If anyone wants to see the code:
Packages:
# List all non-standard packages to be imported by your
# script here (only missing packages will be installed)
from ayx import Package
#Package.installPackages(['pandas','numpy'])
from ayx import Alteryx
!pip install PyPDF2
!pip install pycryptodome
Code:
import PyPDF2
import pandas as pd
# Read the full path to the PDF from Alteryx input #1
pdf_path_df = Alteryx.read('#1')
pdf_path = pdf_path_df.iloc[0, 0] # Assuming the path is in the first row and first column
# Read the password for the PDF from Alteryx input #2
pdf_password_df = Alteryx.read('#2')
pdf_password = pdf_password_df.iloc[0, 0] # Assuming the password is in the first row and first column
# Open the PDF
with open(pdf_path, "rb") as file:
reader = PyPDF2.PdfReader(file)
# Check if the PDF is encrypted
if reader.is_encrypted:
# Attempt to decrypt the PDF
success = reader.decrypt(pdf_password)
if not success:
raise ValueError("Failed to decrypt PDF with the provided password.")
# Extract text from all pages
extracted_texts = [page.extract_text() for page in reader.pages]
# Combine all extracted texts into a single string
combined_text = "\n".join(extracted_texts)
# Create a pandas DataFrame
df = pd.DataFrame({"ExtractedText": [combined_text]})
# Write the DataFrame to Alteryx output
Alteryx.write(df, 1)
Wrote it with some help from AI and also online searching + StackOverflowing. Just decided to dataframe it at the end so I can parse it my style since my PDF was more straightforward than the example attached or compared to other PDFs.

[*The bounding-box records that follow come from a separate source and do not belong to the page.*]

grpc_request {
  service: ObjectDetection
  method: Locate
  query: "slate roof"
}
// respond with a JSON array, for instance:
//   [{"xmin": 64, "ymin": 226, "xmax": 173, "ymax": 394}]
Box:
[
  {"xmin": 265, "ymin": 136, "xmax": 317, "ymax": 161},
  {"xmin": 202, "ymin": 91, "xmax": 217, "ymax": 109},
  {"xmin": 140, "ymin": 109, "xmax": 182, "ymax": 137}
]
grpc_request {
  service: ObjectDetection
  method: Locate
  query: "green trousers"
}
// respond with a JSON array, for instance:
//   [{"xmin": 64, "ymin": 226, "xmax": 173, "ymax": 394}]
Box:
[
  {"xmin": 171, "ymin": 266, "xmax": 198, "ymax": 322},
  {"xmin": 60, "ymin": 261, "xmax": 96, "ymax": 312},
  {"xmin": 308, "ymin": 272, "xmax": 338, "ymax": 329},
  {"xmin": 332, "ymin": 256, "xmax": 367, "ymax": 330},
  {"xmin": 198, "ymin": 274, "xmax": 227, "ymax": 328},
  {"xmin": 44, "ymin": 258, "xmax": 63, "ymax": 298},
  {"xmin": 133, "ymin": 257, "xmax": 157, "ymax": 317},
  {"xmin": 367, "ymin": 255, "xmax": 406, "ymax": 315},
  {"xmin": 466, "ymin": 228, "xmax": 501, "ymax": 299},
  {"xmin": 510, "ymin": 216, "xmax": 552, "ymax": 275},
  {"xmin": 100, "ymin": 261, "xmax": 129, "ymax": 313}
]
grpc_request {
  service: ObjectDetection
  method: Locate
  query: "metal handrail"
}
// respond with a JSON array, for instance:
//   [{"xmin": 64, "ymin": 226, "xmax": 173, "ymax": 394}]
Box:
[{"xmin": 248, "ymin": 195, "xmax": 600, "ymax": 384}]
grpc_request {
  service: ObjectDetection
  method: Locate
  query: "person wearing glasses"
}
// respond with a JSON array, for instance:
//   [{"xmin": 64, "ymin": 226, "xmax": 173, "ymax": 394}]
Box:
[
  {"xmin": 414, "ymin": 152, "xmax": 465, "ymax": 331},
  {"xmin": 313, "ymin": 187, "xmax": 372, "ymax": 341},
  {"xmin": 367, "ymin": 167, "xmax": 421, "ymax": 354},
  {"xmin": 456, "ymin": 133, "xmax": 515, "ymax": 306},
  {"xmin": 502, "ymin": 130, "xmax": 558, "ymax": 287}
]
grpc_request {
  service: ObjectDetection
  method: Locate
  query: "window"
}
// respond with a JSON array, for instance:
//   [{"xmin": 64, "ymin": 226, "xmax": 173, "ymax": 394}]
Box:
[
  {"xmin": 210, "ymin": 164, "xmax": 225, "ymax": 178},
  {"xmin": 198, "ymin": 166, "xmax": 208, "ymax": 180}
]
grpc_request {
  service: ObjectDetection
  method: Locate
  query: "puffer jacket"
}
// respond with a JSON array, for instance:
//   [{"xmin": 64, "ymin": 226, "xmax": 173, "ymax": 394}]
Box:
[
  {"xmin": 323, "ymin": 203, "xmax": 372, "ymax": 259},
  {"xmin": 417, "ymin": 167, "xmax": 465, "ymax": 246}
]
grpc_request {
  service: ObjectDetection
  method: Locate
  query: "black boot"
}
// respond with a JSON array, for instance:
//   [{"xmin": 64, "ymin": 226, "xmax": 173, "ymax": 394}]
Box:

@apathetichell keen to get your feedback as well, your knowledge in making it more universal / dynamic is much appreciated here.
@caltang Nice article! The presence of PDF files is major issue in our organization that prevents us from being data analytics mind. I'm happy to discuss about tackling with PDF data in this community.
Just a small feedback on Batch operation when using Python tool...
If we use Batch Macro, Python kernel will repeat start&stop for every batch that makes running speed much slower.
Instead, we can write iteration code in Python(for file in files:...) then Python kernel launches only one time and overall running time will be much shorter. (I know writing iteration code in Python need additional effort, Alteryx is low-code platform though)
Maybe it's additional reference for you, I wrote about PDF Data parse in Japanese community that applies pdfminer.six library 2 months back.
As the license of pdfminer.six is MIT license, we can decrease our worry about sharing the product than other libraries with BSD/GPL/AGPL.
*Apologize for sharing Japanese content but can be google translated for English readers😅 At least, YXZP attached in this blog should be helpful.
This is awesome - is pycryptodome used just a sub program for PyPdf2? I usually use Cryptogrpahy - but I think it's probably overkill here. I agree with @gawa that changing this to take in a dataframe of files/passwords and then cycling through it would be faster.
This is really cool @gawa and I agree 100%. I’ve tried batching and iterating a Python tool before and sad to see its performance dip so badly.
Thanks for sharing! I’ll iterate from your points.
Also, the Japanese forums seem to have more cool tools available. Cross sharing across different language forums would be highly beneficial.
Yes! I was also looking at pdf plumber but I’m not sure how to cook up the interface on Alteryx itself for the users to determine the lengths.
Source:
https://stackoverflow.com/questions/26130032/open-a-protected-pdf-file-in-python
Im also thinking about ingesting a txt or CSV file with the fixed field lengths as a third input so the parsing is more user defined and controlled.